During our debates, hon. Members have expressed some concern about fraud and its history in the payment of family credit. We are determined--as the House would expect--to fight fraud in the payment of the working families tax credit and to ensure that it does not develop. That is why we have included in the Bill several provisions that make up a package to deter fraud and encourage compliance. Those substantial measures include information powers to allow the Revenue to obtain the information it needs to verify claims. That power is not available for the payment of family credit, but it will apply to the new credit. Also included are powers to recover overpayments through the tax system directly and penalties to deter non-compliance and fraud. That package will help to secure the system, and will make it clear that applications for tax credits, and the operation of payments through the pay packet, must be carried out honestly, to ensure that the right amount of tax credit goes to the right people. The concerns expressed in reports by the Social Security Committee have been of great assistance to us and we have built on the experience of the family credit unit.
The working families tax credit is targeted at families with children, and on low to moderate earnings, for whom the unemployment and poverty traps are especially severe. We owe it to them to provide a system that genuinely helps them and they can trust. I am sure that given the concern expressed by Opposition Members about fraud, they will support those measures. The Inland Revenue will consult on a code of practice that will describe how it intends to use those powers, so that there are no mistakes by employers.

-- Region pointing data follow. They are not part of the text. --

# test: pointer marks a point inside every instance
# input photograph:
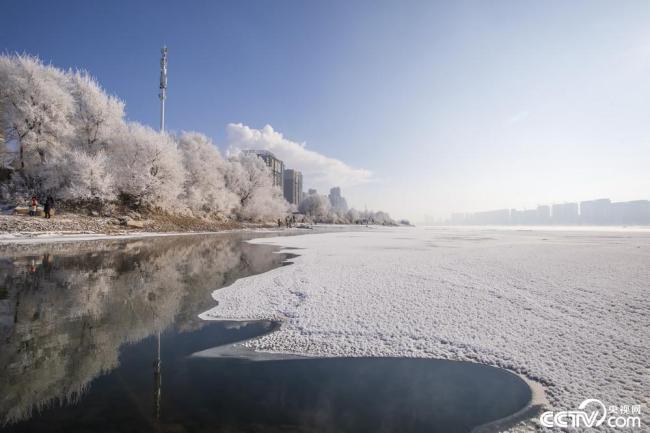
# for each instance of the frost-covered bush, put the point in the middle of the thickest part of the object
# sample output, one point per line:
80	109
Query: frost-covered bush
65	136
316	206
96	115
249	178
147	168
88	178
205	188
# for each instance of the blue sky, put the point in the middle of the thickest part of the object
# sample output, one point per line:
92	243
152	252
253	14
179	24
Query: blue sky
449	105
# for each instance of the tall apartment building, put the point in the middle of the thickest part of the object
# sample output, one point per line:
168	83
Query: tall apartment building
565	213
293	186
274	164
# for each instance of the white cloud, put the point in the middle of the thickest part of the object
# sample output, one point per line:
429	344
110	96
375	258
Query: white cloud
319	171
518	117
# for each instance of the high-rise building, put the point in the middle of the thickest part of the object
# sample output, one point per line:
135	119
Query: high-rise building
565	213
274	164
293	186
338	202
631	212
596	211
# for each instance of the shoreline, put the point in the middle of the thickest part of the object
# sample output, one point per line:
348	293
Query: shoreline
522	418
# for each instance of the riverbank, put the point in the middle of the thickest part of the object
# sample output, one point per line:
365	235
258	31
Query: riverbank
73	227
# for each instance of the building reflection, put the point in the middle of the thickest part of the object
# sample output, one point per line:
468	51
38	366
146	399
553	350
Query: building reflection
66	309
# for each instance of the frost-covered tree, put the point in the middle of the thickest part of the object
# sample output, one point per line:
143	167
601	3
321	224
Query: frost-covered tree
249	178
96	115
205	183
88	178
338	202
352	216
316	206
147	168
37	109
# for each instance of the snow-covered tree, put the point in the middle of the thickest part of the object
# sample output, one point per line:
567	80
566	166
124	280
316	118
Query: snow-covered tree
96	114
36	110
249	178
316	206
88	178
205	184
352	216
147	168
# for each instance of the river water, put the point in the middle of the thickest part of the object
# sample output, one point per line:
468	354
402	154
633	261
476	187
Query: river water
99	336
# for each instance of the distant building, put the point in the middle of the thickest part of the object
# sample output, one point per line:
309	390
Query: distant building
274	164
565	213
492	217
596	211
338	202
293	186
457	218
631	212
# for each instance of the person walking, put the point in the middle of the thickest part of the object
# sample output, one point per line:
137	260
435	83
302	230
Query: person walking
49	204
32	212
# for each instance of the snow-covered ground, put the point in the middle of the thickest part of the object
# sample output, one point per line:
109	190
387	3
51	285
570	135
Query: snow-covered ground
567	308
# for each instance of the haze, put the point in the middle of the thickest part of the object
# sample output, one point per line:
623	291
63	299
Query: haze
411	107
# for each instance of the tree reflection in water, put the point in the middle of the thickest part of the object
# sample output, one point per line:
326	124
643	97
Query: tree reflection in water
66	309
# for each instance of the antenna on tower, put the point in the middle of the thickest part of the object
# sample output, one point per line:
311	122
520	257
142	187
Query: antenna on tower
163	86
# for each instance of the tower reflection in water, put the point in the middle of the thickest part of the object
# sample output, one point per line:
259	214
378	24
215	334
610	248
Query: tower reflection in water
67	309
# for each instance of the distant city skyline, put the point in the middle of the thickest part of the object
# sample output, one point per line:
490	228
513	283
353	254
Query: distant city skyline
417	108
602	211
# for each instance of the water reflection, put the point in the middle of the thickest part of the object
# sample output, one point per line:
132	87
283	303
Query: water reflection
97	337
66	309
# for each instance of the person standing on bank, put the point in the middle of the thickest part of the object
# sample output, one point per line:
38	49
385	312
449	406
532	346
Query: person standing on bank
49	204
34	207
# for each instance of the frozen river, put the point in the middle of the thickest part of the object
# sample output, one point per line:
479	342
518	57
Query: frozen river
568	308
105	336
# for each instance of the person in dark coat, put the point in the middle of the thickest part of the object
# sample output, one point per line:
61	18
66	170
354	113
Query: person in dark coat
49	204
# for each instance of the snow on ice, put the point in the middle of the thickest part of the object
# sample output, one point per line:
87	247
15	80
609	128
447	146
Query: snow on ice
567	308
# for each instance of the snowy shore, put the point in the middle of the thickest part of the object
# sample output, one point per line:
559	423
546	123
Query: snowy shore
566	308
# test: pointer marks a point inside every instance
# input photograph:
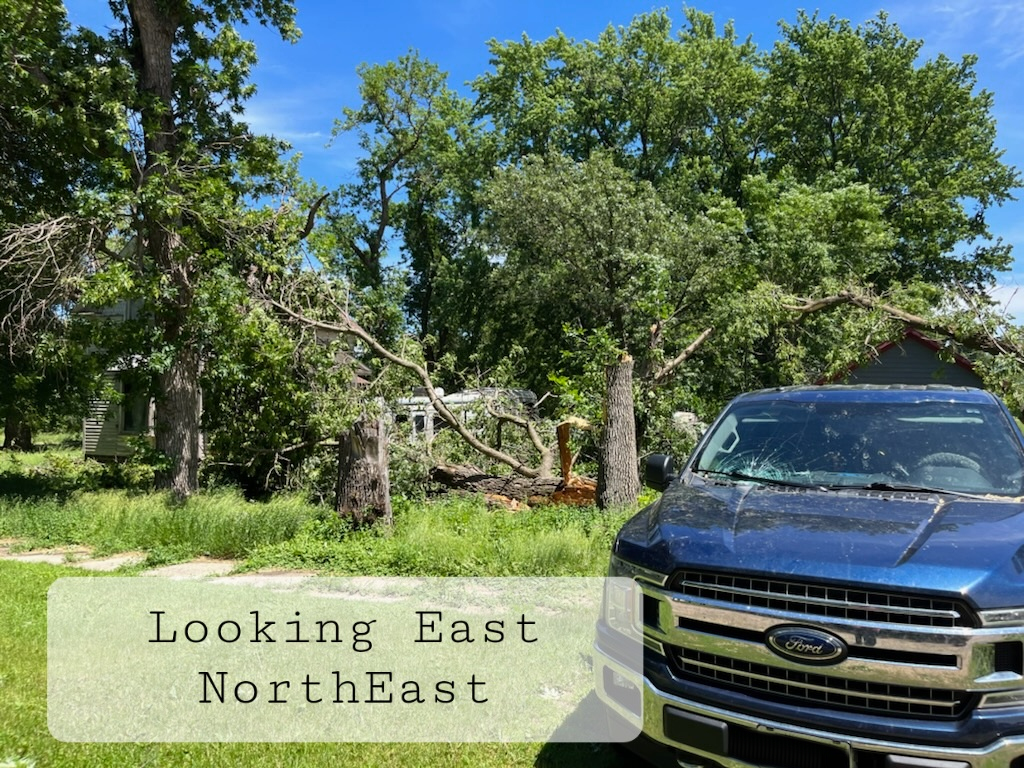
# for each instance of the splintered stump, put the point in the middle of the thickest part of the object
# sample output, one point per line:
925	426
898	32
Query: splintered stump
363	488
529	489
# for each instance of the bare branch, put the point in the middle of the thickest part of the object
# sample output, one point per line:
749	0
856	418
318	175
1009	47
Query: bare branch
349	327
311	218
666	371
983	341
547	457
43	266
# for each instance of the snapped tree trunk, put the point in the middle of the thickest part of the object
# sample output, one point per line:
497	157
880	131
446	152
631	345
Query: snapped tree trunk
363	493
178	424
474	480
617	478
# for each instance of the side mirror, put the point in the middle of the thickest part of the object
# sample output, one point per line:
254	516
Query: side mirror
658	472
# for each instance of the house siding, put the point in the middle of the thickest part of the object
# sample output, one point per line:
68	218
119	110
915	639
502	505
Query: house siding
909	361
101	436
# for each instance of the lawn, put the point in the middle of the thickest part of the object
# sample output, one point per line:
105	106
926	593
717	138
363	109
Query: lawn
25	740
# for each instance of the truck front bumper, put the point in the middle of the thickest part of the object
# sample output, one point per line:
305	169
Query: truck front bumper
680	732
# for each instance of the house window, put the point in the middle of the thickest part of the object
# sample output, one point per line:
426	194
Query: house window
134	409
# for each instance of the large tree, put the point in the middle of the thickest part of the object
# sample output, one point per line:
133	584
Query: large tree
175	170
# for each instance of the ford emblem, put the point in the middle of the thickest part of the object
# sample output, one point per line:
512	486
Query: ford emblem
806	644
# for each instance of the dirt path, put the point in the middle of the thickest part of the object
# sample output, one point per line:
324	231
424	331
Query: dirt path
203	567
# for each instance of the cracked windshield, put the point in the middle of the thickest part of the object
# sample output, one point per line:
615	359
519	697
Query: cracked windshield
940	446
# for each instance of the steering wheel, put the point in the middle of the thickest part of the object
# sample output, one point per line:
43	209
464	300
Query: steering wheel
945	459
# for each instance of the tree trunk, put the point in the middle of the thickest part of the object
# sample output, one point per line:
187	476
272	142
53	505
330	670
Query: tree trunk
178	424
363	493
179	401
617	477
16	431
514	486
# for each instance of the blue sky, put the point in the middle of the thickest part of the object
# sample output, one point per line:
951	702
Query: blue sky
303	87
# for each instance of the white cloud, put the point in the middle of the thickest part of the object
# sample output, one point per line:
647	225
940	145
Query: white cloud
994	29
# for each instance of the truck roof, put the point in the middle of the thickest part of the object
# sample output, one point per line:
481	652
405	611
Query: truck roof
871	393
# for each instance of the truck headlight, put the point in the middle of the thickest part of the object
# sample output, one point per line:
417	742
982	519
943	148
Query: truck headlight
1003	617
624	598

It is worth also reminding the House that all the penalties in the Bill can be appealed against to an independent tribunal. Appeals about tax credit claims will be heard by new unified appeal tribunals set up under the Social Security Act 1998. That is because those tribunals will have the experience to deal with the type of cases that will come to them. Applicants are likely to be more familiar with that process.
Appeals against a penalty charged in connection with an employer's obligations will be heard by the tax appeal commissioners. That is because employers' obligations in relation to tax credits are very similar to their obligations to operate the pay-as-you-earn scheme and appeals on those penalties are already heard by the tax appeal commissioners. In the long term, as the new tax credits evolve, we intend to pass jurisdiction on appeals on decisions on entitlement or award of tax credits to the tax commissioners so that they will hear all appeals on tax credits.